During May’s several weeks when gold fell 5.4%, the leading benchmark GDX gold-stock ETF plunged 15.2%! That made for 2.8x downside leverage to gold, on the high side of the major gold miners’ usual 2x-to-3x range. That overdone gold-stock dumping is leaving some great bargains in its wake, even in fundamentally-superior smaller mid-tier and junior gold miners. So gold-stock traders should be preparing to buy.
This powerful gold upleg is due to resume soon with the Fed running out of room to keep hiking. That will lower the efficacy of Fedspeak jawboning to move markets. With June being the peak summer-doldrums month for both gold and its miners’ stocks, the timing of gold’s reversal may drag out a bit. But traders need to be ready with a great-gold-stocks shopping list. Once gold-futures buying returns, it should multiply fast.
The bottom line is gold’s hawkish-Fedspeak-driven May pullback has likely mostly run its course. Top Fed officials have been talking tough on future rate hikes, but now they have to quit with the next FOMC meeting nearing. That should help reverse recent heavy gold-futures selling into buying, reigniting gold’s interrupted upleg. Battered gold stocks will fly higher with gold, earning fast gains for smart contrarians.

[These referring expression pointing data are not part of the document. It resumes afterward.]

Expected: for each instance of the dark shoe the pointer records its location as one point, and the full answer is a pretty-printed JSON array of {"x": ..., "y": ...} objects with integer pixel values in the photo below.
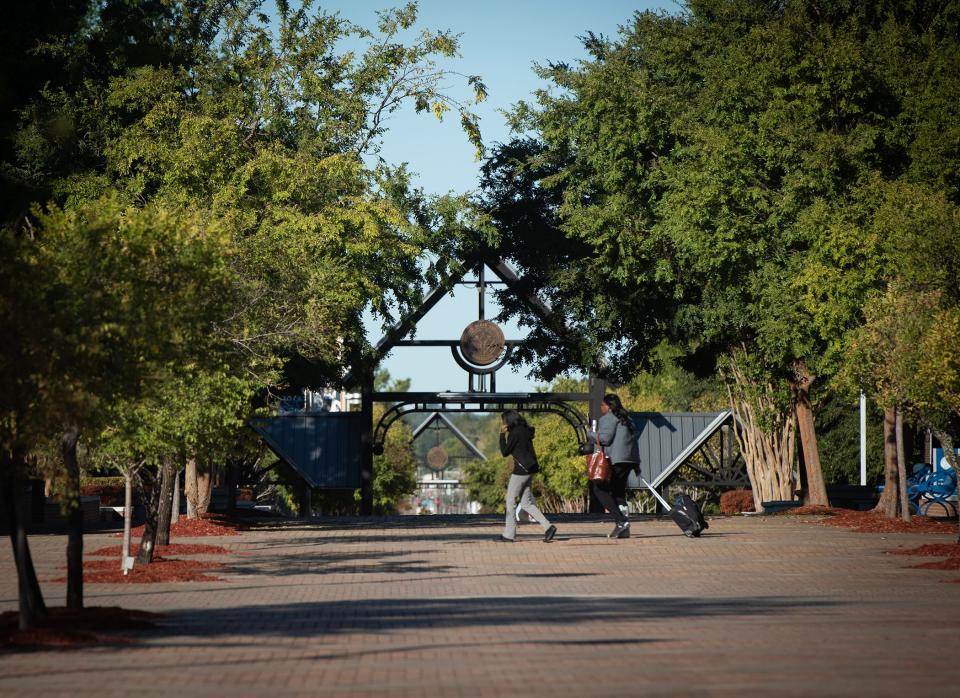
[{"x": 620, "y": 531}]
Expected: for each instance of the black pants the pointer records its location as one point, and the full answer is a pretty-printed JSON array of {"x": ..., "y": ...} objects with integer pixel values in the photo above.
[{"x": 613, "y": 492}]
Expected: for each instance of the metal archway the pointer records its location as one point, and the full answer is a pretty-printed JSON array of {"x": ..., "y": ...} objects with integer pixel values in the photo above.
[{"x": 551, "y": 403}]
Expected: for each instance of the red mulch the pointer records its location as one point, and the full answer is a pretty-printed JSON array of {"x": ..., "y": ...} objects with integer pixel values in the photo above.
[
  {"x": 870, "y": 522},
  {"x": 950, "y": 563},
  {"x": 950, "y": 551},
  {"x": 68, "y": 627},
  {"x": 209, "y": 525},
  {"x": 932, "y": 549},
  {"x": 172, "y": 549},
  {"x": 159, "y": 571}
]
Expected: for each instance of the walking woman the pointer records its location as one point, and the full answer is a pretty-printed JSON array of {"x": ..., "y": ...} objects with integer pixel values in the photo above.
[
  {"x": 617, "y": 434},
  {"x": 516, "y": 439}
]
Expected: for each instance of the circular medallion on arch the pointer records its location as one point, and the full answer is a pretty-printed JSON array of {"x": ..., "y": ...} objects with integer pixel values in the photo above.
[
  {"x": 482, "y": 342},
  {"x": 437, "y": 458}
]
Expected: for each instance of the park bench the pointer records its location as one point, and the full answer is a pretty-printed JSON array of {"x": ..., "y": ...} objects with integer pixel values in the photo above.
[{"x": 927, "y": 487}]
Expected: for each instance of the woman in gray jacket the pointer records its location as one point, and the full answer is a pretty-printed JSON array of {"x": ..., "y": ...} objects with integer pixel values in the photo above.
[{"x": 618, "y": 436}]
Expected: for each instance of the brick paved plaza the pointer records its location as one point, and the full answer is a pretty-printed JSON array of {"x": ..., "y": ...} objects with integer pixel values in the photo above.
[{"x": 433, "y": 607}]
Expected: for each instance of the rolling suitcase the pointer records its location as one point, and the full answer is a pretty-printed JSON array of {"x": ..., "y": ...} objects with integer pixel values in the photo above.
[{"x": 684, "y": 512}]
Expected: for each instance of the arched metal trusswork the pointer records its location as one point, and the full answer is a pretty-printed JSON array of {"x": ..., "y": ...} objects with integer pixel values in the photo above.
[{"x": 410, "y": 403}]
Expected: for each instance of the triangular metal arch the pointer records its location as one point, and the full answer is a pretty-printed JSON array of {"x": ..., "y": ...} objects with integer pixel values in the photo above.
[
  {"x": 452, "y": 427},
  {"x": 500, "y": 268}
]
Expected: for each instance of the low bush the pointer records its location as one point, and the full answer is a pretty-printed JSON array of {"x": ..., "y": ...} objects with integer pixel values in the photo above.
[{"x": 109, "y": 489}]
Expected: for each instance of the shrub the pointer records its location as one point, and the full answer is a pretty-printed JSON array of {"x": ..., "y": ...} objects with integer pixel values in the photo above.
[
  {"x": 736, "y": 501},
  {"x": 109, "y": 489}
]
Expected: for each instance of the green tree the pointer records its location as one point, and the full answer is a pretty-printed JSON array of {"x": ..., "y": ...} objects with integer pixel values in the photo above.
[{"x": 680, "y": 183}]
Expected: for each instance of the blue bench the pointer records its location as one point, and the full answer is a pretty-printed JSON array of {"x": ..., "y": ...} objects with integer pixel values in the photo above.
[{"x": 927, "y": 487}]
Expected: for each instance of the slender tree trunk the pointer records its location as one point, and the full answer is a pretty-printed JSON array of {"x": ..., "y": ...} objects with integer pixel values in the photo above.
[
  {"x": 902, "y": 468},
  {"x": 190, "y": 488},
  {"x": 766, "y": 436},
  {"x": 32, "y": 608},
  {"x": 231, "y": 487},
  {"x": 68, "y": 445},
  {"x": 152, "y": 509},
  {"x": 175, "y": 511},
  {"x": 946, "y": 441},
  {"x": 815, "y": 491},
  {"x": 168, "y": 473},
  {"x": 888, "y": 500},
  {"x": 196, "y": 487}
]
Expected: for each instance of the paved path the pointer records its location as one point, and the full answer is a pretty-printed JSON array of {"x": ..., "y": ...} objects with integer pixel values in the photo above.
[{"x": 760, "y": 606}]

Futures traders really ought to stop worrying about Fedspeak anyway. Top Fed officials have a dismal track record of predicting rate trends, especially near turning points. And the regional Fed presidents who are responsible for most market-moving Fedspeak collectively have no real voting power in the FOMC. As traders figure this out and the Fed runs out of room to keep hiking, Fedspeak’s impact on gold should dwindle.